Esta reforma, que para muchos resulta una quimera imposible de llevar a cabo, tendrá un coste cero a largo plazo, ya que cuando esos miles de millones de euros vuelvan de nuevo a los españoles, se convertirán en consumo, en crecimiento y en empleo que revertirá en el aumento de la actividad económica y en la recaudación. Es la cara y la cruz de la moneda.

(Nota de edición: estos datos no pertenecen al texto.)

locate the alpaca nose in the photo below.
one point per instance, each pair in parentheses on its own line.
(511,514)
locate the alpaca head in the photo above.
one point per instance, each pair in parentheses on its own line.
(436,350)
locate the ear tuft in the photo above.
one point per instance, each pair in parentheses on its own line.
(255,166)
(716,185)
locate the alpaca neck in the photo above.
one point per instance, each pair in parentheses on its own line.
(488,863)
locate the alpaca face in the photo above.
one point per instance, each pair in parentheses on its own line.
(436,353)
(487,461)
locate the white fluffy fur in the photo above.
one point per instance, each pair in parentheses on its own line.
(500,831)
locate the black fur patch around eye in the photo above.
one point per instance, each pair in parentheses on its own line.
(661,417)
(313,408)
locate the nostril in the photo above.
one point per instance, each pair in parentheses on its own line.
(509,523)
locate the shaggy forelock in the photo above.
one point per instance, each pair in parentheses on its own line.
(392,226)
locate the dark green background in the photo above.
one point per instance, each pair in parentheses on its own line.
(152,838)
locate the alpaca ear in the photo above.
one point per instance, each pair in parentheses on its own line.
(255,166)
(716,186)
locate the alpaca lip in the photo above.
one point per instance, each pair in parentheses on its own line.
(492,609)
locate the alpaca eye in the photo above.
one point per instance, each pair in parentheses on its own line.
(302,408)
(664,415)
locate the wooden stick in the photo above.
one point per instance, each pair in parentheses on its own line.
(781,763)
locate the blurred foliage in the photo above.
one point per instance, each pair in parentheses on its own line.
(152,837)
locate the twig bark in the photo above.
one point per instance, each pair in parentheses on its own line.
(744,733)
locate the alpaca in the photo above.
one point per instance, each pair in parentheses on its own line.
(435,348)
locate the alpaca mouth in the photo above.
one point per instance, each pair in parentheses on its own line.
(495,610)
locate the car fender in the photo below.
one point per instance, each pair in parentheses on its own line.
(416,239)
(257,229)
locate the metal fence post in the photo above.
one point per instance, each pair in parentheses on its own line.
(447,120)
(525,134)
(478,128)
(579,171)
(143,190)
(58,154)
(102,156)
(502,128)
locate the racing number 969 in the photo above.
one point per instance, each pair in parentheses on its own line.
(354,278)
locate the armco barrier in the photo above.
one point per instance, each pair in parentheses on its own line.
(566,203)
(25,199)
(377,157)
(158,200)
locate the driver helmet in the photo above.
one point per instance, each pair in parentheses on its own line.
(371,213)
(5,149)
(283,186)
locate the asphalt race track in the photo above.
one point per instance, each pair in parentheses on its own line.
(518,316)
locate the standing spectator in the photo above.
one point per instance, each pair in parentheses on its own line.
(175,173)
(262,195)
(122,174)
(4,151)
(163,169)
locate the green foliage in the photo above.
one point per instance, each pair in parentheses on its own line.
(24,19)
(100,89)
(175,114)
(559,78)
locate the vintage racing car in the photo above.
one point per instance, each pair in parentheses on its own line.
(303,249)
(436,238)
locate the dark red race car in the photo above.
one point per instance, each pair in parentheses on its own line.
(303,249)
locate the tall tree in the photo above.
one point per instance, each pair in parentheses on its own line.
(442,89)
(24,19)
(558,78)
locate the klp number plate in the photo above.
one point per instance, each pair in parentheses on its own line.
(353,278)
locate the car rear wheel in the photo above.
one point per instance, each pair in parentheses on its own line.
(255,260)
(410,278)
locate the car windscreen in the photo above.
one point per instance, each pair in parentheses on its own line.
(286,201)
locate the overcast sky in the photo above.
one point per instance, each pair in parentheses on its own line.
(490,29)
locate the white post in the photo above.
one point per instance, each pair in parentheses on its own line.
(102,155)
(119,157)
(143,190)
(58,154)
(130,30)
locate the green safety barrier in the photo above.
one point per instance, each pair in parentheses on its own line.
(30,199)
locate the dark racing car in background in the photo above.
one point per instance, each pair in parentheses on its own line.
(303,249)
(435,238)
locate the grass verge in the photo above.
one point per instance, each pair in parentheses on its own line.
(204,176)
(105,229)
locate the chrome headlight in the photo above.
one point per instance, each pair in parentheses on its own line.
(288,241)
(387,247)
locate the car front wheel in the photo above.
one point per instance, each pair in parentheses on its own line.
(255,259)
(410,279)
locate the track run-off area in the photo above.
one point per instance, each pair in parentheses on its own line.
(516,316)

Mientras unos apuestan por subir los impuestos y poner más difícil el llegar a fin de mes, en el Partido Popular preferimos apoyar una sociedad mucho más dinámica y emprendedora mediante un control adecuado de la inflación y unos impuestos más bajos que generen más empleo y garanticen el futuro de las pensiones. El Partido Popular cree y confía en la sociedad, y por ello piensa que la disponibilidad de más dinero en el bolsillo de los españoles es un incentivo al ahorro y al consumo, y que por tanto, genera una dinamización de la economía que la ayuda a crecer.
Valoren ustedes mismos, la situación económica actual que se ha creado como consecuencia de una mala política económica, pese a que se intente negar por parte del ministro Solbes y José Luis Rodríguez Zapatero, frente al programa de Mariano Rajoy con tres pilares fundamentales: pagar menos impuestos, que la economía gane dinamismo y que se creen más puestos de empleo.